A Phase 1 Study To Evaluate The Safety And Tolerability Of PF-06252616 In Healthy Subjects

This study has been completed.
Sponsor:
Information provided by (Responsible Party):
Pfizer
ClinicalTrials.gov Identifier:
NCT01616277
First received: May 25, 2012
Last updated: September 23, 2014
Last verified: September 2014
  Purpose

The purpose of this study is to determine if the study drug, PF-06252616 is safe and well tolerated when given to adult healthy volunteers.
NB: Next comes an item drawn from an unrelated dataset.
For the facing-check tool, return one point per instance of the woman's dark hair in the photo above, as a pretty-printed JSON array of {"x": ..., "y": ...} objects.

Condition Intervention Phase
Healthy
Biological: PF-06252616
Drug: Placebo
Biological: PF-06252161
Phase 1

Study Type: Interventional
Study Design: Allocation: Randomized
Endpoint Classification: Safety Study
Intervention Model: Parallel Assignment
Masking: Double Blind (Subject, Investigator)
Primary Purpose: Basic Science
Official Title: A Phase 1, Randomized, Double-Blind, Placebo-Controlled Study To Evaluate The Safety, Tolerability, Pharmacokinetics And Pharmacodynamics Of PF-06252616 In Healthy Subjects

Further study details as provided by Pfizer:

Primary Outcome Measures:
  • Incidence of treatment related Adverse Events. [ Time Frame: Day 197 ] [ Designated as safety issue: Yes ]
  • Severity of treatment related Adverse Events. [ Time Frame: Day 197 ] [ Designated as safety issue: Yes ]
  • Incidence of abnormal lab findings. [ Time Frame: Day 197 ] [ Designated as safety issue: Yes ]
  • Magnitude of abnormal lab findings. [ Time Frame: Day 197 ] [ Designated as safety issue: Yes ]
  • Abnormal and clinically relevant changes in Blood Pressure. [ Time Frame: Day 197 ] [ Designated as safety issue: Yes ]
  • Abnormal and clinically relevant changes in Pulse Rate. [ Time Frame: Day 197 ] [ Designated as safety issue: Yes ]
  • Abnormal and clinically relevant changes in Respiratory Rate. [ Time Frame: Day 197 ] [ Designated as safety issue: Yes ]
  • Abnormal and clinically relevant changes in temperature. [ Time Frame: Day 197 ] [ Designated as safety issue: Yes ]
  • Abnormal and clinically relevant changes in ECG parameters. [ Time Frame: Day 197 ] [ Designated as safety issue: Yes ]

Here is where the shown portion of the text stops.